Un manuel d'initiation à la philosophie politique plutôt complet et intéressant dans son approche. Pierre Manent se propose de nous aider à nous orienter dans le monde contemporain, à travers les grandes problématiques qui intéresse tout citoyen un tantinet impliqué : la nation, l'individu, les régimes politiques, la place des religions, le rôle du commerce, l'héritage du nazisme et du communisme... Mais ce qui va concentrer l'attention de l'auteur, c'est l'émancipation des hommes à travers ce qu'il dénomme les grandes séparations.
Ces séparations sont nombreuses et parfois poreuses: sciences et valeurs, individu et nation, religions et État, vie privée et vie puublique... Le but de l'homme moderne, nous affirme-t-il est de "créer le cadre de sa vie, le cadre le plus neutre, le cadre le plus vide même, afin de pouvoir ensuite vivre d'autant plus librement. Il affirme la Science pour pouvoir mieux affirmer la Liberté." Aussi, au fil de ces très denses 340 pages, nous allons explorer la mise en place historique de ces différentes séparations.

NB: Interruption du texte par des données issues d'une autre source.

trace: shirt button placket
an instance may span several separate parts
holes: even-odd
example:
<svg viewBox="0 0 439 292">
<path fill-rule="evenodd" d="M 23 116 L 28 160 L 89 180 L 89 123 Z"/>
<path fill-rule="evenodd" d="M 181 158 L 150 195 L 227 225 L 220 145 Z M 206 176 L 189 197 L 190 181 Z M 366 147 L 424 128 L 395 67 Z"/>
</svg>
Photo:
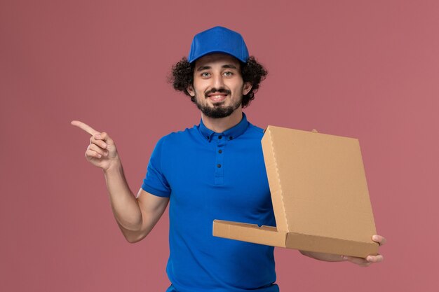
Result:
<svg viewBox="0 0 439 292">
<path fill-rule="evenodd" d="M 215 184 L 221 185 L 224 182 L 224 153 L 223 149 L 225 145 L 225 140 L 222 134 L 218 136 L 217 139 L 217 147 L 215 153 Z"/>
</svg>

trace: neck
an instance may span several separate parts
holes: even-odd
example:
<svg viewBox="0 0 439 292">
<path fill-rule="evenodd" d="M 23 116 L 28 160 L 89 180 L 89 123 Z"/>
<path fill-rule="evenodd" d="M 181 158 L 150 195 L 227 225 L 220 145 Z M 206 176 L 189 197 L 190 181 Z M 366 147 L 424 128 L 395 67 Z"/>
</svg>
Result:
<svg viewBox="0 0 439 292">
<path fill-rule="evenodd" d="M 243 110 L 241 106 L 234 111 L 231 115 L 221 118 L 209 118 L 201 113 L 201 119 L 204 125 L 217 133 L 222 133 L 236 126 L 242 118 Z"/>
</svg>

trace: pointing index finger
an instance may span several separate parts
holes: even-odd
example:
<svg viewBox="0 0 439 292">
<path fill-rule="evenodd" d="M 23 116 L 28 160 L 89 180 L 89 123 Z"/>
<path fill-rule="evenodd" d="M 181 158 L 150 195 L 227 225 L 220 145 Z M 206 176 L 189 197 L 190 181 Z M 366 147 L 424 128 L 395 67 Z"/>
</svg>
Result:
<svg viewBox="0 0 439 292">
<path fill-rule="evenodd" d="M 79 120 L 72 120 L 70 123 L 73 125 L 74 126 L 76 126 L 79 128 L 82 129 L 83 130 L 86 131 L 86 132 L 88 132 L 92 136 L 93 136 L 95 134 L 99 133 L 99 132 L 96 131 L 95 129 L 90 127 L 88 125 L 83 123 L 82 122 L 80 122 Z"/>
</svg>

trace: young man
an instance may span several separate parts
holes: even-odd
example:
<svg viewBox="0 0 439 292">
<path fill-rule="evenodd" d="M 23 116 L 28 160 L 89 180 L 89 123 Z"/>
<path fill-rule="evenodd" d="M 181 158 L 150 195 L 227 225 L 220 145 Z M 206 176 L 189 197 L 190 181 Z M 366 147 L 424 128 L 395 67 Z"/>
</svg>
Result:
<svg viewBox="0 0 439 292">
<path fill-rule="evenodd" d="M 72 123 L 91 135 L 86 157 L 104 171 L 117 223 L 128 242 L 137 242 L 170 202 L 168 291 L 278 291 L 273 247 L 212 235 L 215 218 L 276 224 L 260 143 L 263 130 L 242 111 L 266 71 L 249 57 L 241 34 L 221 27 L 196 35 L 189 58 L 173 69 L 174 88 L 191 97 L 201 120 L 158 141 L 135 197 L 108 134 Z M 385 242 L 378 235 L 372 239 Z M 301 252 L 363 266 L 383 259 Z"/>
</svg>

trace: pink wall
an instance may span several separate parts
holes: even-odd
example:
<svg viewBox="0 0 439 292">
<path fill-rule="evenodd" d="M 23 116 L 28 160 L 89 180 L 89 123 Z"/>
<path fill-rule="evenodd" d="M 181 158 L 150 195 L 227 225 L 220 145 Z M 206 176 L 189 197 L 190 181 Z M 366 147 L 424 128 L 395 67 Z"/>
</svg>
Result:
<svg viewBox="0 0 439 292">
<path fill-rule="evenodd" d="M 437 1 L 0 3 L 0 291 L 164 291 L 168 216 L 136 244 L 114 221 L 79 119 L 139 189 L 161 136 L 198 123 L 166 76 L 193 35 L 241 32 L 269 70 L 249 119 L 360 139 L 385 260 L 276 250 L 292 291 L 433 291 L 439 214 Z M 207 4 L 206 4 L 207 3 Z"/>
</svg>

Pierre Manent fait appel aux plus éminentes figures de la philosophie politique pour étayer ses propos : Aristote, Machiavel, Rousseau, Hobbes, Marx, Tocqueville, Montesquieu, Kant... Il inscrit ces différentes approches dans une dialectique, dont il essaie de tirer le raisonnement le plus pertinent et le plus en phase avec notre vision moderne de la politique. De ce point de vue, on ne peut pas lui reprocher de se focaliser sur les auteurs qui l'arrangent. En revanche, on notera tout au long de son argumentation, une volonté assez indéboulonnable de présenter la démocratie libérale moderne comme l'aboutissement ultime de l'évolution politique humaine. Balayant d'un revers de la main les monarchies, régimes communistes ou hybrides, en manquant parfois de mise en perspective ou de recul.
Cours "familier" annonce le titre ? Dans un sens oui, puisqu'il nous parle principalement de ce que l'on connaît et de notre environnement politique immédiat : des démocraties occidentales, mais surtout notre république française et le système démocratique qu'elle bâtit depuis 1789. Qu'en est-il des régimes plus autoritaires dont semblent s’accommoder d'autres populations, comme en Russie ? Que dire de la mise en place extrêmement laborieuse de systèmes démocratiques efficaces dans de nombreux pays d'Afrique ? Ces sujets sont un peu éludés.
Pierre Manent est assez cohérent et convaincant quand il vend la construction de l'individu au sein de la nation. Il l'est également quand il aspire à la "paix perpétuelle" kantienne tout en rappelant qu'elle ne sera pas réalisable à travers une évolution morale ultime de l'humanité, mais grâce à un système d'équilibre des intérêts (un état de "non-guerre" plutôt que de "paix" en somme). Il l'est un peu moins quand il invoque Nietzsche pour regretter la combattivité humaine et son inaction, quand il rejette le mariage homosexuel comme étant pâle imitation du mariage hétérosexuel, ou quand il s'inquiète de la fin de la politique et de l'avènement d'une ère "humanitaire". On s'étonnera aussi, qu'un ouvrage vantant les vertus de la reconnaissance de l'individu et de l'affirmation de la liberté, ne parle à aucun moment de l'anarchisme.
L'ouvrage date de 2004, et on se rend compte que la quinzaine d'années qui le sépare de nous lui confère quelques lacunes aux yeux du lecteur de 2020 (les questions environnementales et migratoires, le retour en force des thématiques de démocraties directes, la faillite des partis politiques traditionnels ne sont que quelques exemples de thématiques qui font défaut à ce manuel).